The NY Times, on Feb. 28, 2022, reported on the publication of the latest study of the climate crisis. “Written by 270 researchers from 67 countries, the report is ‘an atlas of human suffering and a damning indictment of failed climate leadership,’ said António Guterres, the United Nations secretary general. ‘With fact upon fact, this report reveals how people and the planet are getting clobbered by climate change.’”
“’Unchecked carbon pollution is forcing the world’s most vulnerable on a frog march to destruction — now,’ Mr. Guterres said. ‘This abdication of leadership is criminal.’”1
That same day, the NY Times reported “Members of the Supreme Court’s conservative majority on Monday questioned the scope of the Environmental Protection Agency’s ability to regulate carbon emissions from power plants, suggesting that the justices could deal a sharp blow to the Biden administration’s efforts to address climate change.”2
Fire: Public domain photo by Magaret Lammers, courtesy of Pixy.org. CC0. Flood: Three cars submerged in flood waters; image by Chris Gallagher, via Unsplash.com.

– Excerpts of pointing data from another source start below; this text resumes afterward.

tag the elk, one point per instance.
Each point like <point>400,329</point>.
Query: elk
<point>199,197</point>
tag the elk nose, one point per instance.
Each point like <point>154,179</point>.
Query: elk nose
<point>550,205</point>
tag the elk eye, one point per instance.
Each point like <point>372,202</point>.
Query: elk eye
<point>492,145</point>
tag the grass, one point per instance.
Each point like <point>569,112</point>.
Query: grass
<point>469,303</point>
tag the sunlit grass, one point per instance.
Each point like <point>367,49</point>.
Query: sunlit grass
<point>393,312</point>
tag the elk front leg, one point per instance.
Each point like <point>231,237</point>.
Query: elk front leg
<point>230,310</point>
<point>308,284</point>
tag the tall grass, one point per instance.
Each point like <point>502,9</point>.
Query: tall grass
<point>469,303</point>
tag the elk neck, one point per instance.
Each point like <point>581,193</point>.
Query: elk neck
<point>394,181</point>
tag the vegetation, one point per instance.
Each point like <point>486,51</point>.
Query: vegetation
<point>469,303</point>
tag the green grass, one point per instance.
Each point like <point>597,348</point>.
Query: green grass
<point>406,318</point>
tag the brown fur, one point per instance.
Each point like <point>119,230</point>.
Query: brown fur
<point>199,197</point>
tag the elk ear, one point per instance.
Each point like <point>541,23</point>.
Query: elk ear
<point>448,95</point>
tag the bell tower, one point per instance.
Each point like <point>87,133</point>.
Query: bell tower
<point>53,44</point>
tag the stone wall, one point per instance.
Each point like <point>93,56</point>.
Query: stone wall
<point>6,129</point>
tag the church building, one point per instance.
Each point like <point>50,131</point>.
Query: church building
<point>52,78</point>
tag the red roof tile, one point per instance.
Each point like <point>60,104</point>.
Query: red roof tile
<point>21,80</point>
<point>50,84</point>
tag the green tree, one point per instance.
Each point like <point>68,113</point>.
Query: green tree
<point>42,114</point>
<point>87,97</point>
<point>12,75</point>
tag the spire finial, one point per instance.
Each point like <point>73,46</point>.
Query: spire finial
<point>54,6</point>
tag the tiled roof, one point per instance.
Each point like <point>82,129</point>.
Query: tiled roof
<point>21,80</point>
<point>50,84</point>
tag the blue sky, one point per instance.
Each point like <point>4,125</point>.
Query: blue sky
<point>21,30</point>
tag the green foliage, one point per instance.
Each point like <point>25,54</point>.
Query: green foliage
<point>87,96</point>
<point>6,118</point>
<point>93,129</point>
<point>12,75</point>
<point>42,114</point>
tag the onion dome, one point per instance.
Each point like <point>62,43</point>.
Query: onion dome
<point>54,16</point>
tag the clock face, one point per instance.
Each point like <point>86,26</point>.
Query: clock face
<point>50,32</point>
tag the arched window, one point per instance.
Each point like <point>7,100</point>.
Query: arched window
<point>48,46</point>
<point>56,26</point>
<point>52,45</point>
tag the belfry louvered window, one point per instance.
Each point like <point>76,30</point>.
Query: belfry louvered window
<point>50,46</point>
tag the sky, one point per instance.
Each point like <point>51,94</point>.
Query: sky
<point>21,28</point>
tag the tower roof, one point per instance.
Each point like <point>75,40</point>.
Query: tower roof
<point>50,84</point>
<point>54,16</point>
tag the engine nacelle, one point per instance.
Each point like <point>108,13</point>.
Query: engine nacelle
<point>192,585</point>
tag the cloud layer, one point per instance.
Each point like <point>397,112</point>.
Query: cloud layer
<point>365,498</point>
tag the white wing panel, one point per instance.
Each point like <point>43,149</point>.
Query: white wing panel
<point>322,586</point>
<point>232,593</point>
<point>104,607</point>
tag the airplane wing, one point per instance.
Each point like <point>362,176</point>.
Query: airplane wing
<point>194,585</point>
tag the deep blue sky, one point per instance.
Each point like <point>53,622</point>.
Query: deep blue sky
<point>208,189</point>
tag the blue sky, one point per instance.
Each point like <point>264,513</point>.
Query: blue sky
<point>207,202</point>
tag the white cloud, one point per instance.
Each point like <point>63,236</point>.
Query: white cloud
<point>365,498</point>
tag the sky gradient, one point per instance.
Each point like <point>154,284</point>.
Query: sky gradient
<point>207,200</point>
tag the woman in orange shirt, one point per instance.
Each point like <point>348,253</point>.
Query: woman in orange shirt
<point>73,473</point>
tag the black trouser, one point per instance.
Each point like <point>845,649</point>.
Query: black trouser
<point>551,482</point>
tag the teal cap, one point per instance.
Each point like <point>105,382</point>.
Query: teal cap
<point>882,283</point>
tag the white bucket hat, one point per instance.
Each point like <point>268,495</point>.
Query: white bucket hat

In 1966, I came to Washington to work on air pollution control and painfully learned about powerful corporate influence over air pollution control policy.3
Tragically corporate control increasingly dominated policy for the next five decades.4
Perhaps by Earth Day 2022, we may know how this Supreme Court rules on the criminality of future abdication of leadership in protecting us all. Will this Supreme Court continue to fail to protect us all?